Anwar’s People’s Justice Party (PKR) won two seats in Saturday’s election, while Warisan, the Sabah-based party, secured the lion’s share of seats – 29.
“We won twenty-nine seats. It is an honor that we get to form a group of people’s representatives in the state legislative,” Shafie Apdal, the head of the Sabah-based Warisan party, told reporters outside his home early Sunday (local time).
He had led the state as its chief minister until late July, when he dissolved the State Assembly and called for elections after some lawmakers from his party defected to GRS.
“I will not forget the trust and confidence given by the people to us and we will strive despite the political instability in our country and our home state, Sabah,” Shafie said.
Meanwhile for the United Malays National Organization (UMNO), the party that anchors Barisan Nasional, Saturday’s win in Sabah marked the its eighth overall electoral victory at the state or parliamentary level since it was routed in an historic general election in May 2018. The government of the Pakatan Harapan alliance, which was elected then on a progressive platform, collapsed in late February over infighting.

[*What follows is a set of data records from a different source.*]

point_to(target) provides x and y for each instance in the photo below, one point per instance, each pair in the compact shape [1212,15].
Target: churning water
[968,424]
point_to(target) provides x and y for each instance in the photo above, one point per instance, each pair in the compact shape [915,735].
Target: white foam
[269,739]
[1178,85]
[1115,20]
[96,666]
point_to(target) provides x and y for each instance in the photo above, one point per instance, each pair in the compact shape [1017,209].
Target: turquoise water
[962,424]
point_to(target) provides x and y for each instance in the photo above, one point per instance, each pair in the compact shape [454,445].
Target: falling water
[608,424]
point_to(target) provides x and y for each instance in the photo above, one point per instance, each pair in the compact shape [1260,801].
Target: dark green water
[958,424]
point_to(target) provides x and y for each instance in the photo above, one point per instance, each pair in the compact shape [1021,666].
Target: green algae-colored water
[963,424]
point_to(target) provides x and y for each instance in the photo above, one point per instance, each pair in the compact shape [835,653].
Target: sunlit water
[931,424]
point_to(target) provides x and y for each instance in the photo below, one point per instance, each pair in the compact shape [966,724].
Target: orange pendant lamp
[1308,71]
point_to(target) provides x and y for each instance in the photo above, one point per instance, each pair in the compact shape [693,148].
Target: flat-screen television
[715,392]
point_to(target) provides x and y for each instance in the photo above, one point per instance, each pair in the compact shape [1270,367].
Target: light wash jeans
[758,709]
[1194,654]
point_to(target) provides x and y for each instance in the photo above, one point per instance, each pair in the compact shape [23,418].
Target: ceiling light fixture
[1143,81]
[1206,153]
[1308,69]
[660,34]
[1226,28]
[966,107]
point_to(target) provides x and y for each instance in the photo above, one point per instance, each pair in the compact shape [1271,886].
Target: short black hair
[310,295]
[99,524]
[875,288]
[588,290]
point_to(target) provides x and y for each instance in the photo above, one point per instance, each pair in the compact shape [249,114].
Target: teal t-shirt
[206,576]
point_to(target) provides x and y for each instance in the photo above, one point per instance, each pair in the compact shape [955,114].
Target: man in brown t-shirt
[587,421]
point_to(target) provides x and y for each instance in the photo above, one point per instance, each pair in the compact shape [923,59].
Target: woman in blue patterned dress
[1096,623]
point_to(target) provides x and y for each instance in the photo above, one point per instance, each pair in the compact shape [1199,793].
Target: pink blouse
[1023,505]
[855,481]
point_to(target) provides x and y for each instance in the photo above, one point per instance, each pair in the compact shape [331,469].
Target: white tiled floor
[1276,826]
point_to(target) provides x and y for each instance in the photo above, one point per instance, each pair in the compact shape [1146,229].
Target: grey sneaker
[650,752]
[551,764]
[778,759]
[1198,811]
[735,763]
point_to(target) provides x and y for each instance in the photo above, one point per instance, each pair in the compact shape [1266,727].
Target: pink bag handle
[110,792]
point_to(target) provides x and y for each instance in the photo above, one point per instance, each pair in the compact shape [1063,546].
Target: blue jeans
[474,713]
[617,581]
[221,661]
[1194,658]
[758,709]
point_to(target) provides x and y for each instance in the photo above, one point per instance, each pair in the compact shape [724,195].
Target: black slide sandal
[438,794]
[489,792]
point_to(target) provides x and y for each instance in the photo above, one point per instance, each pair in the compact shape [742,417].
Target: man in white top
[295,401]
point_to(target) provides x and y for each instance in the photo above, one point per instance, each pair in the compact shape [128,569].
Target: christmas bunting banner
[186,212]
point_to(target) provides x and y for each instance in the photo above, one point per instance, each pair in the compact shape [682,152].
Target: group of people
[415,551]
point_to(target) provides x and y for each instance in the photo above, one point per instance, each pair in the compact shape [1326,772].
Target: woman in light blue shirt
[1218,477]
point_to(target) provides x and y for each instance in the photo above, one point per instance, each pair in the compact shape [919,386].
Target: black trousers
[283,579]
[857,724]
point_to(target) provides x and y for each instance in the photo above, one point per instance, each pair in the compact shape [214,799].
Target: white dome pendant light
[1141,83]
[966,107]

Anwar today is leader of Pakatan, which, as a result of Saturday’s loss in Sabah, now controls only three out of Malaysia’s 13 states. Pakatan commands a majority in state legislatures in Penang, Selangor and Negeri Sembilan.
‘An indirect referendum’
Sabah and neighboring Sarawak, sparsely populated states both rich in natural resources including timber and oil, are considered as potentially pivotal in national elections because, together, they comprise 56 seats, or 25 percent, of seats in Parliament.
A week before the polls in Sabah – the first contest where a state legislature was up for grabs under his government – Muhyiddin indicated that if his side performed well in the election, he would “quickly” hold early elections in the hope of winning a mandate from the Malaysian people.
Analysts had said that an electoral loss for Muhyiddin in Sabah could spell disaster for his government.
“This is the first state-wide election since the creation of Muhyiddin’s government in March. In a way, it is an indirect referendum on whether the people are happy with the formation of the backdoor (unelected) government,” James Chin, a professor of Asian studies at the University of Tasmania, told the Associated Press before poll results came out in Sabah.
Bridget Welsh, a researcher at the University of Nottingham in Malaysia, had described the Sabah polls as Muhyiddin’s “first electoral test,” telling AP earlier in the day that his performance would “shape whether he remains in office.”
After GRS won by a margin of six votes over Warisan Plus, Welsh observed that the prime minister had “secured enough of a strong performance to strengthen his legitimacy.”